Monitoring Membrane Potential with Second-Harmonic Generation Stacy A. Wilson, Andrew Millard, Aaron Lewis, and Leslie M. Loew

This protocol describes the nonlinear optical phenomenon known as second-harmonic generation (SHG) and discusses its special attributes for imaging membrane-potential changes in single cells and multicellular preparations. Undifferentiated N1E-115 mouse neuroblastoma cells are used as a model cellular system for membrane electrophysiology.
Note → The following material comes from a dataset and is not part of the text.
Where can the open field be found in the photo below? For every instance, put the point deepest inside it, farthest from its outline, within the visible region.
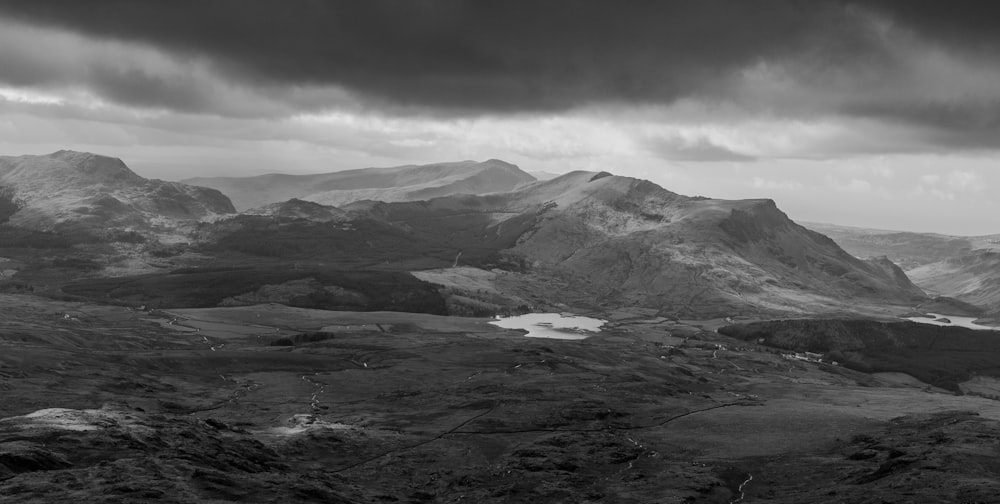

Styryl and naphthylstyryl dyes, also known as hemicyanines, are a class of electrochromic membrane-staining probes that have been used to monitor membrane potential by fluorescence; they also produce SHG images of cell membranes with SHG intensities that are sensitive to voltage. These experiments allow for the precise characterization of the voltage sensitivity of SHG and identification of the optimal wavelength for the incident laser fundamental light. This protocol presents the steps for the culture, staining, patching, and imaging of cells. The details of the imaging system and the measurements obtained are discussed, as are the prospects of this technology for imaging membrane potential changes in neuronal preparations.

MATERIALS It is essential that you consult the appropriate Material Safety Data Sheets and your institution’s Environmental Health and Safety Office for proper handling of equipment and hazardous materials used in this protocol. RECIPES: Please see the end of this protocol for recipes indicated by . Additional recipes can be found online at http://cshprotocols.cshlp.org/site/recipes.

Reagents

Carboxyethyl-γ-cyclodextrin (20 mM in dH2O; Cyclodextrin Technologies Development) Dulbecco’s modified Eagle’s medium (DMEM) with 10% fetal bovine serum and 1% antibiotic– antimycotic (Invitrogen) Earle’s balanced salt solution (EBSS, Sigma-Aldrich) Ethanol (100%) External patch clamp buffer Internal patch pipette buffer Mouse neuroblastoma cells (N1E-115) Styryl and/or naphthylstyryl dyes (Invitrogen) Small samples of noncommercially available dyes may be obtained from the authors’ laboratory on request. Voltage-sensitive dyes are prepared using procedures adapted from Hassner et al. (1984) and Wuskell et al. (2006).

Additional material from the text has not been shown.